Create the best sleeping environment
Before going to bed, it's vital that you have the best sleeping environment. The basics of a sleep environment includes a clean, dark, quiet, and cool room. All of these are important because they reduce the excitement happening in your brain which is vital for a good night's rest.
If you live in a place that it's hard to achieve those, try adding fans, sleeping with blind folds or black out curtains, and using a white noise machine to drown out any distracting noises. It may also be part of your nighttime routine to clean your room before going to bed so it doesn't pile up.
It's also important to have comfortable clothing, sheets, bedding, and pillows. You. may not think much of it, but the clothes that you wear can determine how comfortable you are throughout the night. Light, breathable fabrics, like cotton, are great for sleeping. Heavy fabric, like wool, or silky fabrics can be a little less comfortable, and more irritating or heat trapping. Your bedding should also follow the same principles. Your mattress should be comfortable for your body and preferred sleeping position, as should your pillows.
Have a positive attitude about sleep
When you've had multiple nights without sleep, it's easy to start feeling defeated. However, this attitude can make it even more difficult to go to sleep. You spend the entire night upset and anxious about the following day, and then you spend the following day dreading the night. It's a vicious cycle that just perpetuates your inability to get a good night's rest.

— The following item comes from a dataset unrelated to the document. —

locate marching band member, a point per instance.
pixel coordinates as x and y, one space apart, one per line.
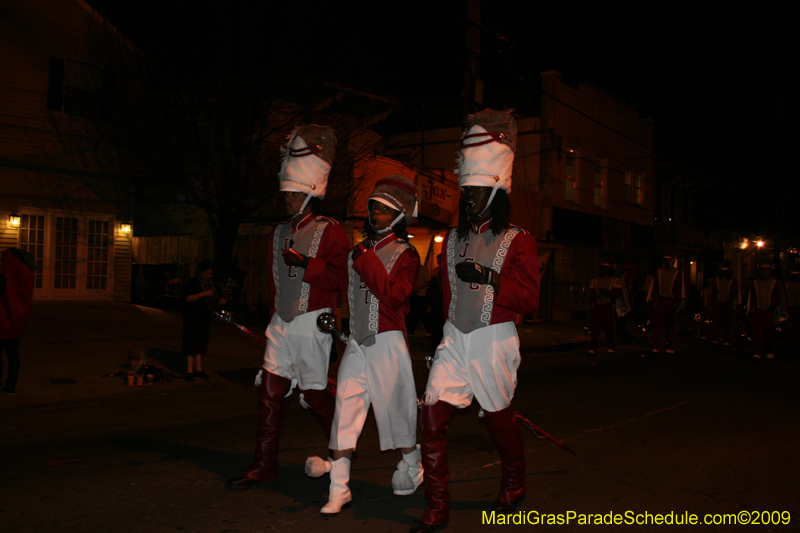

If you are trying to go to sleep, then each night needs to start as a blank slate. Approach each night with a goal of at least getting some rest. That may not come in the form of deep sleep, but at least relaxation in your bed. This can eventually lead to sleep, or at least help you recover a bit from the day. The more you work through your sleep issues, the better your sleep will become.
When to seek help
If you've tried all of these tips above and are just banging your head because you still can't get a night of rest, you're not alone! Insomnia is very common and very frustrating. It's better to see a health professional sooner rather than later. The longer your sleep issues persist, the more problems there will be. Continue trying the tips above as you find a sleep doctor and prepare for the appointment. If at any point, you find something that helps you can always cancel your appointment, but it may be better to keep it just for some reinforcement.